0 avis
Optimizing artificial neural network methodologies for enhanced genomic predictions: a case study with oil palm (Elaeis guineensis) data
Archive ouverte
Edité par CCSD -
Genomic selection (GS) has revolutionized animal and crop breeding by enabling the prediction of genetic values for unphenotyped individuals. Artificial neural networks (ANNs) gave promising results for GS, but their optimal implementation remains challenging. This study investigates critical factors influencing ANN performance in genomic prediction, using an oil palm dataset comprising two sites (Site 1 for training, Site 2 to test performances on different crosses). For ANNs, Site 1 was divided in training and validation subsets, to control overfitting and to optimize architecture and hyperparameters of the models. We compared multi-layer perceptron (MLP), convolutional neural networks (CNN), gated recurrent unit (GRU) networks and conventional statistical methods (GBLUP and Bayesian approaches). Our results revealed substantial variability in MLP performance depending on architecture and hyperparameters, highlighting the necessity for model optimization.
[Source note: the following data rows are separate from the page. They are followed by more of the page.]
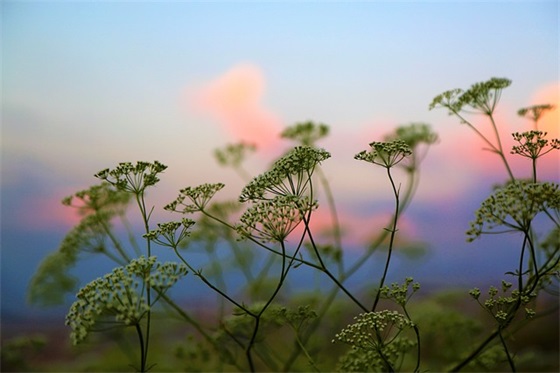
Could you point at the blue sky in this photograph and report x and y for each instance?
(86, 85)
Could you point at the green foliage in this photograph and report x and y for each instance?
(260, 323)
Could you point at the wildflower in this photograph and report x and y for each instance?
(532, 144)
(514, 206)
(170, 234)
(120, 295)
(274, 220)
(306, 133)
(414, 134)
(200, 196)
(398, 292)
(386, 154)
(534, 112)
(372, 330)
(98, 197)
(132, 178)
(289, 175)
(482, 97)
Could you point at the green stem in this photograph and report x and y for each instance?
(510, 361)
(391, 240)
(142, 348)
(334, 215)
(146, 217)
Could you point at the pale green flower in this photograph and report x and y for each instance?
(132, 178)
(289, 175)
(197, 197)
(514, 206)
(120, 296)
(274, 220)
(532, 144)
(386, 154)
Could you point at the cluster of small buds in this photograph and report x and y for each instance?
(273, 220)
(198, 198)
(96, 198)
(514, 206)
(233, 154)
(306, 133)
(133, 178)
(534, 112)
(399, 293)
(482, 97)
(289, 175)
(532, 144)
(414, 134)
(170, 234)
(372, 329)
(386, 154)
(498, 305)
(120, 294)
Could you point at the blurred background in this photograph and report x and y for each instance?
(86, 85)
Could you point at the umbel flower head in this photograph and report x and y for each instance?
(198, 197)
(386, 154)
(274, 220)
(288, 176)
(414, 134)
(532, 144)
(480, 97)
(514, 206)
(98, 197)
(306, 133)
(170, 234)
(120, 295)
(372, 330)
(132, 178)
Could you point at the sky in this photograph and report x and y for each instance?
(86, 85)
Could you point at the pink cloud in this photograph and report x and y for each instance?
(48, 213)
(234, 100)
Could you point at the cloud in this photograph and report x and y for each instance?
(234, 100)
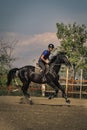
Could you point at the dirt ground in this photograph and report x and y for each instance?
(44, 114)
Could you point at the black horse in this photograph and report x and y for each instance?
(27, 74)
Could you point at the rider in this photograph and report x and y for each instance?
(43, 60)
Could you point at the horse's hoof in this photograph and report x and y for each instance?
(68, 101)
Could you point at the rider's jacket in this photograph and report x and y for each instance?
(46, 54)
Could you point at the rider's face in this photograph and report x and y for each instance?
(50, 49)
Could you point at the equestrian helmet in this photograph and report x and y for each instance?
(51, 46)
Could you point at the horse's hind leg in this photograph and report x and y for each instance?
(63, 91)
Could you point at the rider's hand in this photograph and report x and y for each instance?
(47, 61)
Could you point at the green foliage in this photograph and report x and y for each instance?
(73, 38)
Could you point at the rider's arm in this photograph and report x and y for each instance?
(45, 60)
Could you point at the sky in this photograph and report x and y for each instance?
(33, 24)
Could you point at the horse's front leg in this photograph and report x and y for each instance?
(52, 84)
(26, 94)
(63, 92)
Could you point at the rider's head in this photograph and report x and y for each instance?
(50, 46)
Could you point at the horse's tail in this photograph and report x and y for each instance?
(11, 75)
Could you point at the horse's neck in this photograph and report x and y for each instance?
(55, 67)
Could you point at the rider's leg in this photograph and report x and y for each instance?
(43, 67)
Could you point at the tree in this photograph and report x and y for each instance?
(73, 38)
(6, 56)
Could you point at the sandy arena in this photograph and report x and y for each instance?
(45, 114)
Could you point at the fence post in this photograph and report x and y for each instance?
(43, 90)
(67, 74)
(81, 84)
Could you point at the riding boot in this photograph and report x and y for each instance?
(42, 73)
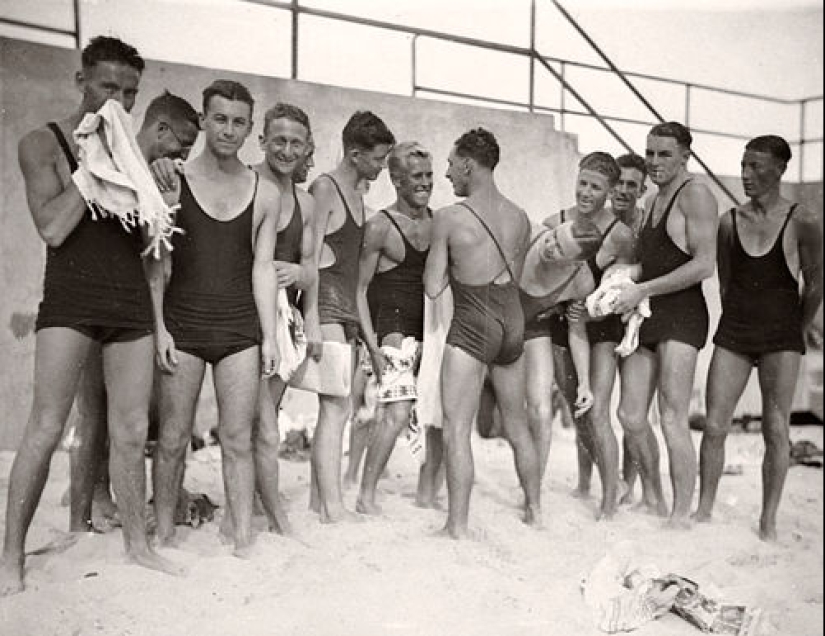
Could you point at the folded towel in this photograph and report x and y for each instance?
(114, 179)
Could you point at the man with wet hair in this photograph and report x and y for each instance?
(677, 251)
(477, 248)
(767, 247)
(339, 232)
(94, 290)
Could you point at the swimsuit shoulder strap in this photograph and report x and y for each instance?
(495, 241)
(61, 139)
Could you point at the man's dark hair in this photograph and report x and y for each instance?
(282, 110)
(105, 49)
(604, 164)
(774, 145)
(228, 89)
(634, 161)
(674, 130)
(174, 108)
(481, 145)
(365, 131)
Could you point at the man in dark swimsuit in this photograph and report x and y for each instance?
(94, 289)
(396, 243)
(547, 350)
(286, 142)
(478, 248)
(169, 129)
(677, 251)
(218, 309)
(765, 245)
(339, 231)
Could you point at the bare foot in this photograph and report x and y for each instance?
(532, 517)
(701, 516)
(338, 515)
(153, 561)
(767, 532)
(453, 532)
(367, 507)
(11, 577)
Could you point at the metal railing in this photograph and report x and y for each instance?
(536, 60)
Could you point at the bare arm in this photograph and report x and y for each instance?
(264, 274)
(375, 233)
(435, 271)
(809, 232)
(723, 246)
(56, 208)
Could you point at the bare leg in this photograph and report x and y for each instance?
(90, 441)
(677, 365)
(267, 440)
(127, 369)
(777, 380)
(508, 382)
(395, 418)
(59, 357)
(638, 386)
(333, 413)
(431, 473)
(538, 360)
(602, 378)
(178, 400)
(727, 377)
(237, 380)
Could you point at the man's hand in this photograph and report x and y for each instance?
(270, 357)
(630, 295)
(166, 173)
(166, 355)
(288, 273)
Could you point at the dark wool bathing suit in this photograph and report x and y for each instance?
(488, 322)
(337, 283)
(209, 306)
(398, 293)
(680, 315)
(289, 241)
(761, 310)
(94, 281)
(554, 325)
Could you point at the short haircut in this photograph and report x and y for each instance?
(481, 145)
(175, 108)
(774, 145)
(604, 164)
(587, 236)
(105, 49)
(674, 130)
(634, 161)
(365, 131)
(282, 110)
(228, 89)
(398, 160)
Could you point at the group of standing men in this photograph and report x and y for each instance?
(517, 308)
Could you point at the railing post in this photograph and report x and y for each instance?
(294, 39)
(532, 89)
(802, 103)
(414, 64)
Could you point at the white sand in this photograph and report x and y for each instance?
(390, 576)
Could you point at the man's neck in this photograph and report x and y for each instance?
(283, 181)
(346, 175)
(763, 204)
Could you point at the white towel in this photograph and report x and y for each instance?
(114, 179)
(603, 300)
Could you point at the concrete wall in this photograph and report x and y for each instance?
(537, 168)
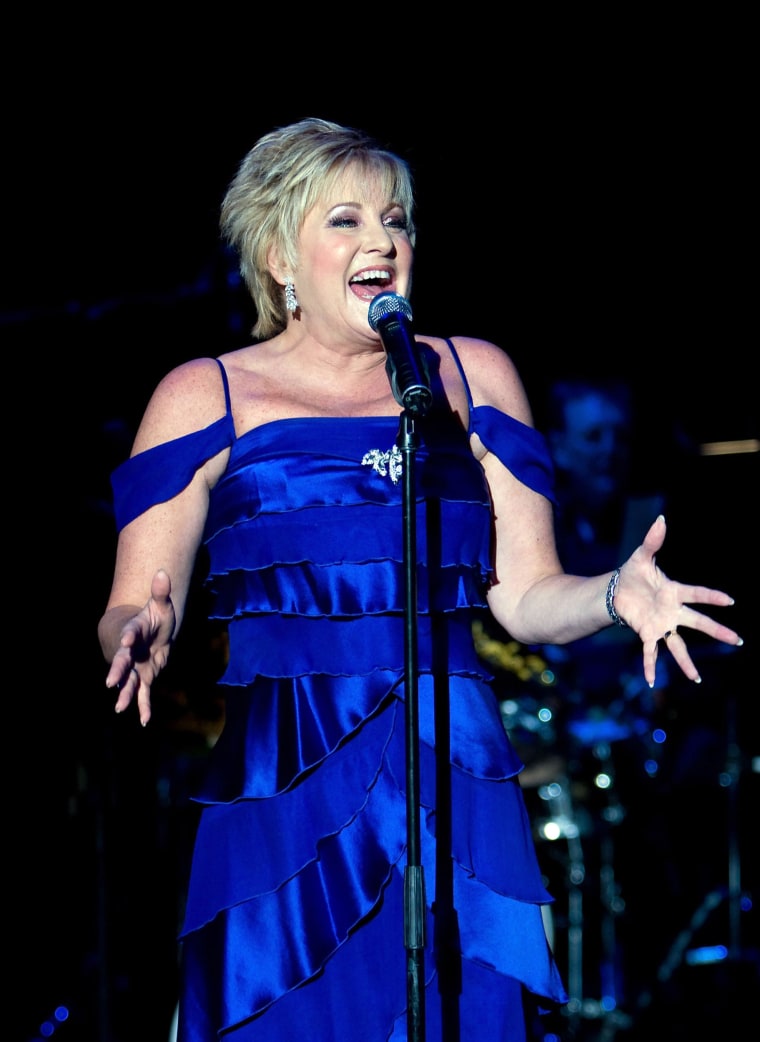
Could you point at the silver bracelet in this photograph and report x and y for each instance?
(611, 589)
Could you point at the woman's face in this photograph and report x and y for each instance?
(353, 244)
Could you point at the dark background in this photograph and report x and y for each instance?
(587, 200)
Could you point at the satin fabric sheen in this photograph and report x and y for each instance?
(294, 917)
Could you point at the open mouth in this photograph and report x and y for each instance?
(366, 284)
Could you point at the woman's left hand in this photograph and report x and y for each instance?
(656, 608)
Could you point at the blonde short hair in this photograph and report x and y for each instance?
(278, 182)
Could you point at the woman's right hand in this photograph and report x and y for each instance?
(144, 646)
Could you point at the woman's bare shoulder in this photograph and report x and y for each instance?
(188, 398)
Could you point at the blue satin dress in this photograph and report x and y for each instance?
(294, 918)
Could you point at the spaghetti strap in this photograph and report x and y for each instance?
(225, 381)
(457, 358)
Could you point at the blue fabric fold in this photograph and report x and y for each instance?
(295, 901)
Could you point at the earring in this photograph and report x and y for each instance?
(290, 298)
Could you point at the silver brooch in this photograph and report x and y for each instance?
(385, 463)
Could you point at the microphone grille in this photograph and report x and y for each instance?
(388, 303)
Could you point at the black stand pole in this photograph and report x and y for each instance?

The prediction accuracy in validation subsets correlated enough with the prediction accuracy in the test set (r test ) to enable effective optimization and identification of ANN models with high performance in the test set. Bayesian optimization was superior to random search by allowing major reduction in computation time. Optimized MLP models increased r test by up to 32.8% for total bunch production and 5.1% for bunch number compared to the best conventional method, with similar r test for height increment. ANN type did not significantly affect prediction accuracy, as Bayesian-optimized models performed similarly across MLP, CNN, and GRU. Well-performing ANN had satisfactory repeatability, similar to Bayesian GS methods. Replicates remain essential for accurately evaluating the performance of ANNs. Computation time can be reduced by simplifying the search space for model optimization, and reducing the complexity of SNP data. This study confirmed the great potential of ANNs for genomic predictions and identify critical factors for their optimal application. Future research should explore how to design validation subsets that enable optimization to identify models with improved performance on the test set. Additionally, broader evaluations of machine learning tools, such as stacking, alternative types of ANNs, and other machine learning models, should be conducted.